Japan has been outsourcing its car manufacturing for decades, mostly to the U.S. It seems odd that they can be profitable in the U.S. while U.S. car manufacturers can't. Letter writers rail against terrible conditions outside the U.S. I've been living abroad for almost 30 years, in a lot of different countries, and it ain't that bad. Sure, you have a few bad situations but globalization will even things out in the end. Unions will finally go international, just as the corporations have.
I agree with Tom Friedman when he says (in his book "The Lexus and the Olive Tree") that globalization is on its way and there isn't anything we can do about it. It is a fundamental realignment of the world economy that reflects reality in the form of advanced technology and new methods of wealth creation.
I taught research scientists in China for a year just after Tiananmen in 1990. They were so good it was scary. They were totally focused on success. A lot better potential workers than a bunch of whiners.
-- Kevin Ryan
Mr. Leonard makes several valuable points in this article. One of the underlying causes of terrorism is the global imbalance of resource use and wealth. As citizens, we must decide whether we want to continue fighting a military war to maintain our standard of living (which will eventually bankrupt the country, not to mention the moral issues in this approach) or find multiple nonviolent ways of solving this imbalance.
If we want our nation to be a global leader in this area, we must bring to bear all the powers of statesmanship, diplomacy and intellect. At the same time, we must support and retrain our workers.
Secondly, Leonard's suggestion that our children learn Mandarin or Hindi is not so far off. Some economists predict that by 2050 China will have the largest national economy followed by the economies of the U.S. and India. Our grandchildren and great-grandchildren will be well served by knowing the languages of these other two economic powerhouses. Children can learn second languages if they are taught them at an early age. At the very least, the opportunity for learning a second language, whatever the choice, should be there early in a child's education. Currently English may be the language of choice, but it has not always been nor will it always be.
-- Judy Andree
"Currently, there are 170 million Indians with either degrees or advanced degrees in high technology and other, related white-collar industries. Together they could take every job from every member of the American middle class."
Rob Anderson is very worried and upset that people in India might somehow have figured a way into a competitive advantage over the U.S. I work in one of the hardest hit sectors, and yet -- grow up, Rob! The U.S. has been raping the Third World for so long I really doubt anyone is going to feel sorry for us. We just don't deserve it.
-- Issai Chizen
The funny thing about all of these discussions is that hardly anyone seems to consider that there are limited resources. Maybe the way for the USA to get ahead is by developing technologies, goods and methods that actually improve the quality of life without degrading the environment any further.

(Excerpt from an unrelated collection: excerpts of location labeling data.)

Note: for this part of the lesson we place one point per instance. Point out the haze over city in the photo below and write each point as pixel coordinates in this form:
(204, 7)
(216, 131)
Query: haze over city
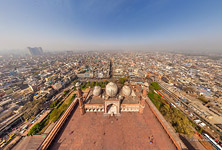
(111, 25)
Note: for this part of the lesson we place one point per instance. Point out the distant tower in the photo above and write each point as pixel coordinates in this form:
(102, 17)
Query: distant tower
(142, 101)
(35, 51)
(80, 98)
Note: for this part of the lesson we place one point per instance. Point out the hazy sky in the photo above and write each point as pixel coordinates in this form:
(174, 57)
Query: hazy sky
(111, 24)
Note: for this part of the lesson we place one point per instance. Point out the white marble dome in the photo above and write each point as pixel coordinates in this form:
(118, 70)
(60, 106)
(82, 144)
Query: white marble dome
(97, 91)
(126, 90)
(111, 89)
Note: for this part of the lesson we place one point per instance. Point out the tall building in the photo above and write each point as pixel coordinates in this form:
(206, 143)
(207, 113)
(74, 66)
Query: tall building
(35, 51)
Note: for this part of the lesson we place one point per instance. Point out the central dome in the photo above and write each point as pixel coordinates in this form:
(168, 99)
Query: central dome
(126, 90)
(111, 89)
(96, 90)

China, for instance, is now thought to be the source of the doubling in atmospheric CO2 emissions over the last couple of years ... For Pete's sake, let's subsidize our renewable energy processes (like the ones that are currently providing power to cities in the U.S.) and start selling them overseas.
Let's rock this planet by being the techies of a sustainable future: The place to go for what you need.
And why not structure an economic system (or, rather, choose among the many models available: steady state, butterfly, degrowth) that focuses on actual quality of life, rather than just GDP ... which goes up when quality of life goes down, such as when people get sick, and need things like surgery for cancer.
Instead of looking to work as the salvation of the planet, and pleading with or legislating against the "corporations," let's start looking to life as the salvation of the planet: not just jobs, but means to provide quality of life worldwide.
That's what we really want, isn't it?